Complementing such aspects, the in-vehicle information systems
providing weather-related data reports may comprise suitably
modified, in-vehicle position-tracking systems, such as would be
installed in long-haul trucks and other highway vehicles. Indeed,
in one or more aspects taught herein, existing vehicle sensor data
and other information is exploited to measure or infer weather data
in a road-going vehicle, such that existing position-tracking and
other types of in-vehicle information systems may be configured to
report weather-related data without need for adding additional
sensors, etc. However, sensors may be added as needed or
desired.
Of course, the present invention is not limited to the above
features and advantages.
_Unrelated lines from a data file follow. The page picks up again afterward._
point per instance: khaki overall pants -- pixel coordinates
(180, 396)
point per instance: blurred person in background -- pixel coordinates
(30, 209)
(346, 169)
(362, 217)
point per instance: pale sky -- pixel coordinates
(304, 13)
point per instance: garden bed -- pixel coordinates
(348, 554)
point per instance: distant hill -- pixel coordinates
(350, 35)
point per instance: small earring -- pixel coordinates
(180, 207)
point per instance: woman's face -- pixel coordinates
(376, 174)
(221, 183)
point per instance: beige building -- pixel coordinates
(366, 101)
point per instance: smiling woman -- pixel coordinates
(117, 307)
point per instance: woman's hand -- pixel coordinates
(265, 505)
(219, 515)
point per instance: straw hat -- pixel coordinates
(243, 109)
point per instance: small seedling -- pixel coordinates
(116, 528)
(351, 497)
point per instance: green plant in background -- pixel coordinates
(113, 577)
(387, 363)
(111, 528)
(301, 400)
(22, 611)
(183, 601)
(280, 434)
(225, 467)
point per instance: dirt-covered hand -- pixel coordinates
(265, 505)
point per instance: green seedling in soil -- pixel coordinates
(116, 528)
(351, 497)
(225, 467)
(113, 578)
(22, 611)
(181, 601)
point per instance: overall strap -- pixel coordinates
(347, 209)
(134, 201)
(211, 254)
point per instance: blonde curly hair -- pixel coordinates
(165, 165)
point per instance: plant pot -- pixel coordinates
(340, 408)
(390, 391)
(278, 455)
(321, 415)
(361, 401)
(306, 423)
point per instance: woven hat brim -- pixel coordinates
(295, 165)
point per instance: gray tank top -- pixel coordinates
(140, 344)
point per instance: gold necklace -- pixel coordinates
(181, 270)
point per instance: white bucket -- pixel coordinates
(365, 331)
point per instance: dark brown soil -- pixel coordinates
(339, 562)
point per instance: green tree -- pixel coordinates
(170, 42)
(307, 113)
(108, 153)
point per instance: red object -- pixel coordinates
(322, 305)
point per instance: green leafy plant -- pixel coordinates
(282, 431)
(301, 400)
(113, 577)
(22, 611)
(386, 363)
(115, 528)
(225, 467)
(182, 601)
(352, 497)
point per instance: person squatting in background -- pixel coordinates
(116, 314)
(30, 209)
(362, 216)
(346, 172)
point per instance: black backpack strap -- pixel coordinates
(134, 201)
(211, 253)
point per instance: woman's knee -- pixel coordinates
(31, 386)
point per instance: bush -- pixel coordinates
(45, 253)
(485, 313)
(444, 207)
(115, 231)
Those skilled in the art will recognize
additional features and advantages upon reading the following
detailed description, and viewing the accompanying drawings.
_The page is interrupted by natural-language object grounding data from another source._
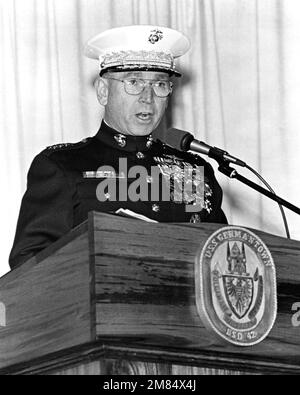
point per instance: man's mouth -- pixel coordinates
(144, 116)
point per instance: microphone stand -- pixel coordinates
(232, 173)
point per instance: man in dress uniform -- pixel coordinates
(66, 181)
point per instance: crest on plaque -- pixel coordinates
(236, 286)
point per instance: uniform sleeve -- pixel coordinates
(46, 210)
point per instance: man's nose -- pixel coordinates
(147, 94)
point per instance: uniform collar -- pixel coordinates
(122, 142)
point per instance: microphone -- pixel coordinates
(185, 141)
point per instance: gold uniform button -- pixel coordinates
(155, 208)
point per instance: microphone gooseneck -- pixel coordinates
(185, 141)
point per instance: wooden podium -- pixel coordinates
(117, 296)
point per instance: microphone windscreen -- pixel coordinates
(178, 139)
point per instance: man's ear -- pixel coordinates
(101, 86)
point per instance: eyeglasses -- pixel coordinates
(135, 86)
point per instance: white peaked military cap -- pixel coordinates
(138, 47)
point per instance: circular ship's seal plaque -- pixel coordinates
(236, 286)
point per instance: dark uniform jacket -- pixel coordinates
(66, 181)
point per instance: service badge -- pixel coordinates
(236, 286)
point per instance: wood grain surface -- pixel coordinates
(146, 294)
(117, 295)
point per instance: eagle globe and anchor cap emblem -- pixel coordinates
(236, 286)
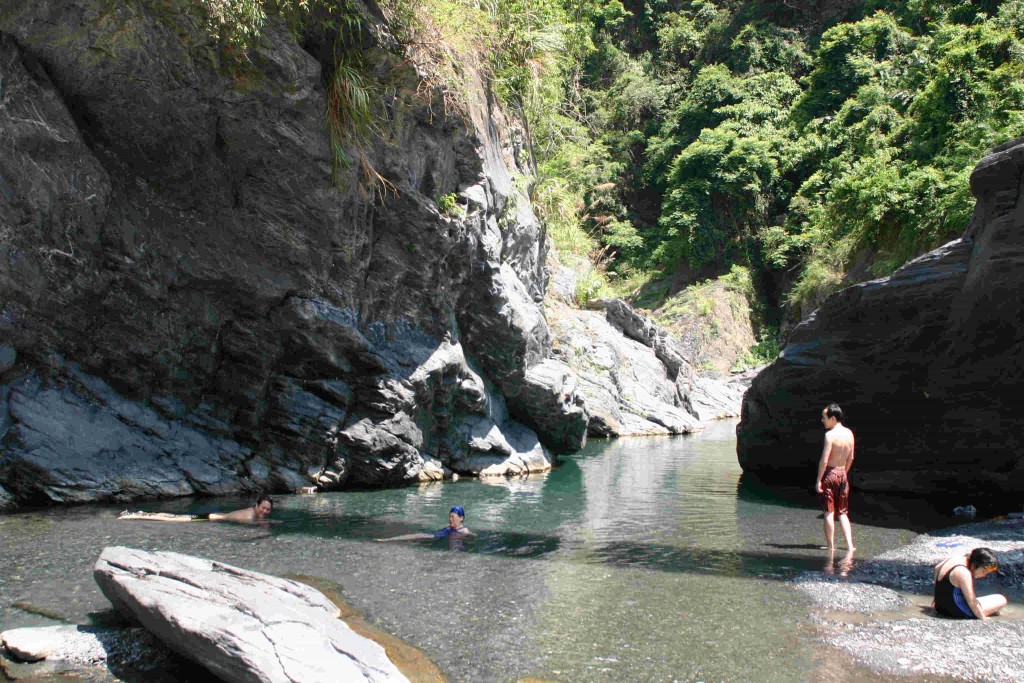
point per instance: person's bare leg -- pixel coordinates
(844, 523)
(991, 604)
(829, 530)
BRIEF DESCRIPTION OF THE DRAWINGS
FIG. 1 is a block diagram of one embodiment of a
weather-determining system having direct or indirect communication
links with a number of road-going vehicles in one or more
geographic areas;
FIG. 2 is a logic flow diagram of one embodiment of processing
logic for an in-vehicle information system configured to provide
weather data from a road-going vehicle to a remote
weather-determining system;
FIG. 3 is a diagram of one embodiment of a weather data message
reported by an in-vehicle information system to a remote
weather-determining system;
FIG. 4 is a block diagram of one embodiment of an in-vehicle
information system configured to provide weather data from a
road-going vehicle to a remote weather-determining system;
FIG. 5 is a logic flow diagram of one embodiment of processing
logic for a weather-determining system configured to determine
weather information based on receiving weather data from a
plurality of road-going vehicles;
FIG. 6 is a block diagram of one embodiment of a
weather-determining system configured to determine weather
information based on receiving weather data from a plurality of
road-going vehicles;
FIG. 7 is a block diagram of one embodiment of functional
processing logic for determining precipitation-related weather
information based on processing wiper speed information from a
plurality of road-going vehicles; and
FIG. 8 is a block diagram of one embodiment of functional
processing logic for determining weather information from weather
data reported by a plurality of road-going vehicles.
DETAILED DESCRIPTION
FIG. 1 illustrates a weather-determining system 10 having direct or
indirect communication links to a plurality of road-going vehicles
12 that are configured to report weather data to the
weather-determining system 10. In turn, the weather-determining
system 10 processes the reported weather data to determine weather
information for one or more geographic regions. For example, by
exploiting reported weather data from the tens, hundreds, or even
thousands of road-going vehicles 12 in any given geographic area of
the world--city, county, etc.--the weather-determining system 10
can determine statistically reliable and richly detailed weather
information for that given area. Effectively, the plurality of
road-going vehicles 12 operate as a distributed system of thousands
or hundreds of thousands of rolling weather stations providing
real-time or near real-time weather data.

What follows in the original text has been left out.